Biomolecular machines are biomolecular complexes that can engage on complex biological activities that require coordinating many different enzymatic steps. The most famous biomolecular machines and their function are the Ribosome translating polypeptides from RNA, the spliceosome, removing introns from pre-mRNA, the DNA polymerase in charge of replicating DNA and RNA polymerase in charge of synthesizing RNA from coding regions of DNA, among many other biomolecular machines. 

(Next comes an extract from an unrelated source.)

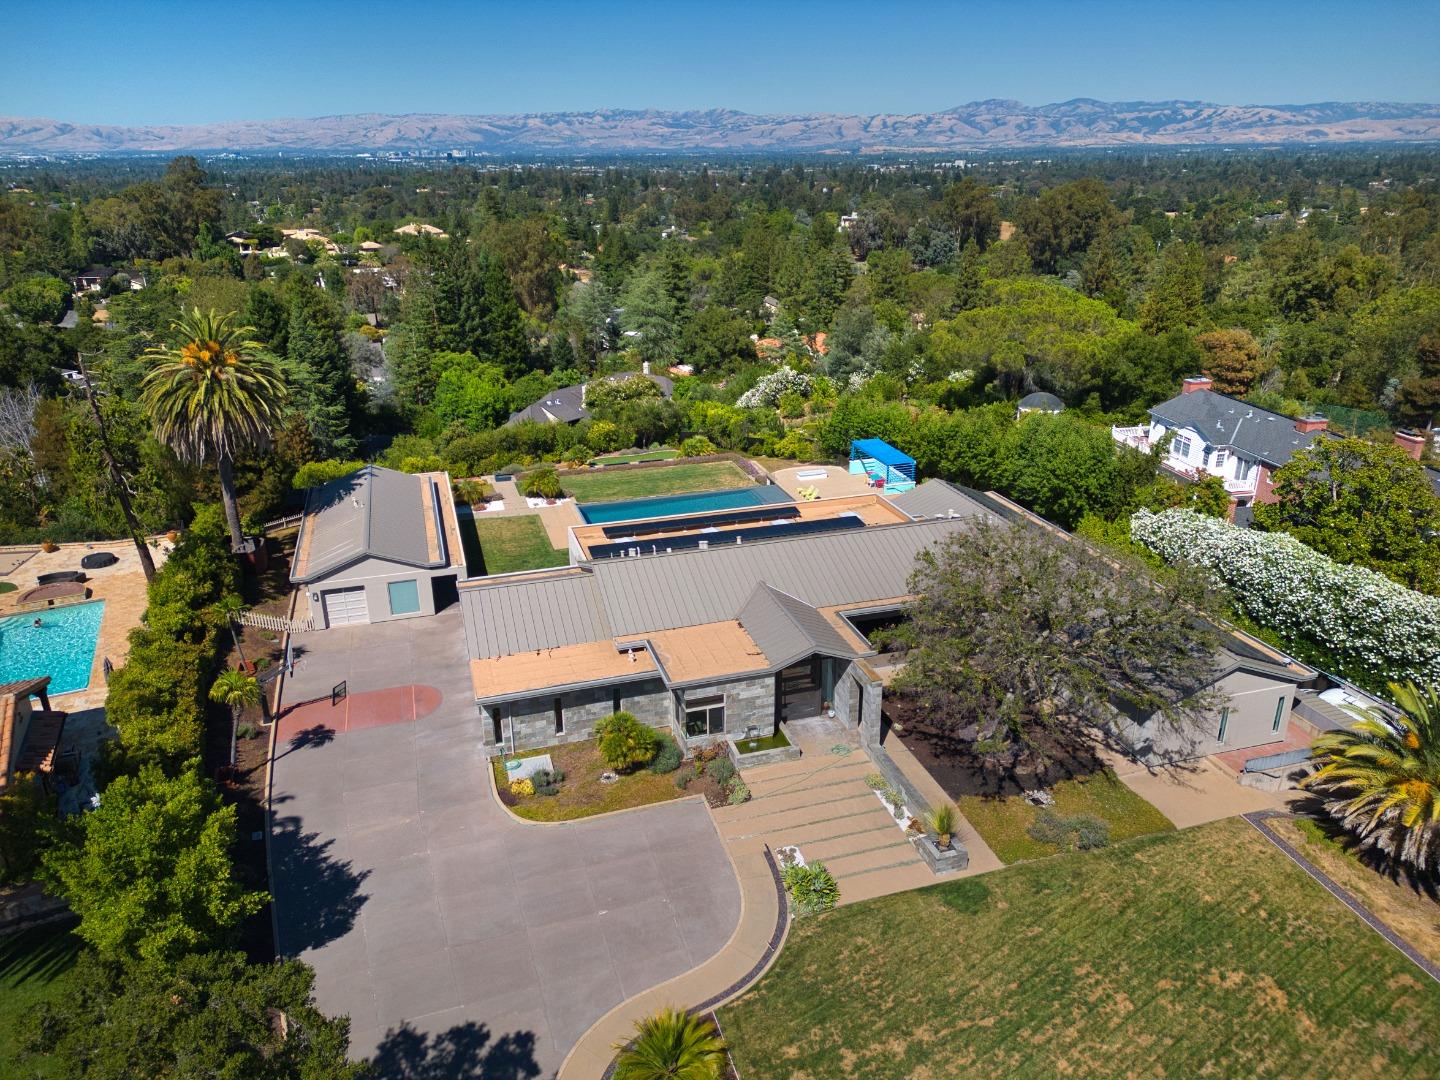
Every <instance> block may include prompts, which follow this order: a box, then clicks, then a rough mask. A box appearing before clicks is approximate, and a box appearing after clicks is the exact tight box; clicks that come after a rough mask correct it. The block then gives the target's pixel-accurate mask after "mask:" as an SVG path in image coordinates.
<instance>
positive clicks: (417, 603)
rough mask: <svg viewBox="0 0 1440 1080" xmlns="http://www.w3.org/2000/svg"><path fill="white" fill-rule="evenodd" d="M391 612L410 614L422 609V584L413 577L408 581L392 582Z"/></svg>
mask: <svg viewBox="0 0 1440 1080" xmlns="http://www.w3.org/2000/svg"><path fill="white" fill-rule="evenodd" d="M386 588H387V589H389V590H390V613H392V615H409V613H412V612H418V611H419V609H420V586H419V582H416V580H415V579H413V577H412V579H410V580H408V582H390V583H389V585H387V586H386Z"/></svg>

RNA polymerase (RNAP), for example, binds a gene, melts a transcription bubble which will allow an open reading frame for RNAP, and translocates on top of DNA as a function of the insertion and addition of the correct bases to the 3' tail of the nascent transcript. RNAP can also pause, undergo back-translocations, proper & improper DNA:RNA interactions, engages with transcription factors as well as transcription-translation coupling factors as well as transcription:repair coupling factors, and many other activities. All of these activities are coordinated within the transcription complex in an allosteric manner. How are all of these activities encoded in the structure of the transcription complex and how are they orchestrated? Answers to these questions are partly available from the rich information found in high-resolution structures of the transcription complex in various stages of conditions. Indeed, the protein databank (PDB) includes a myriad of such high-resolution structures, even if one focuses just on the system from E. coli. However, even with this rich resource, it is unclear  (i) whether all of the conformations of the transcription complex in all stages and states of transcription are documented, and (ii) how all of the structures are mechanistically connected. If only we would have had a real-time movie, at high resolution, which can show the mechanism in full. In this project, our goal is to provide an atomic-resolution objective structural movie of transcription.

By performing single-particle Cryo-EM, cross-linking mass spectrometry and single-molecule fluorescence experiments, and combining their results in structural modeling, we are able to retrieve high-resolution structure models of all conformations of the transcription complex in each transcription stage, compare to the existing information in the PDB and by that identify the uniqueness of structures. Then, performing either immobilized single-molecule experiments in equilibrium or single-molecule experiments in kinetics we can 'connect the dots', namely relate the structural information we acquired along a time axis throughout the process of transcription.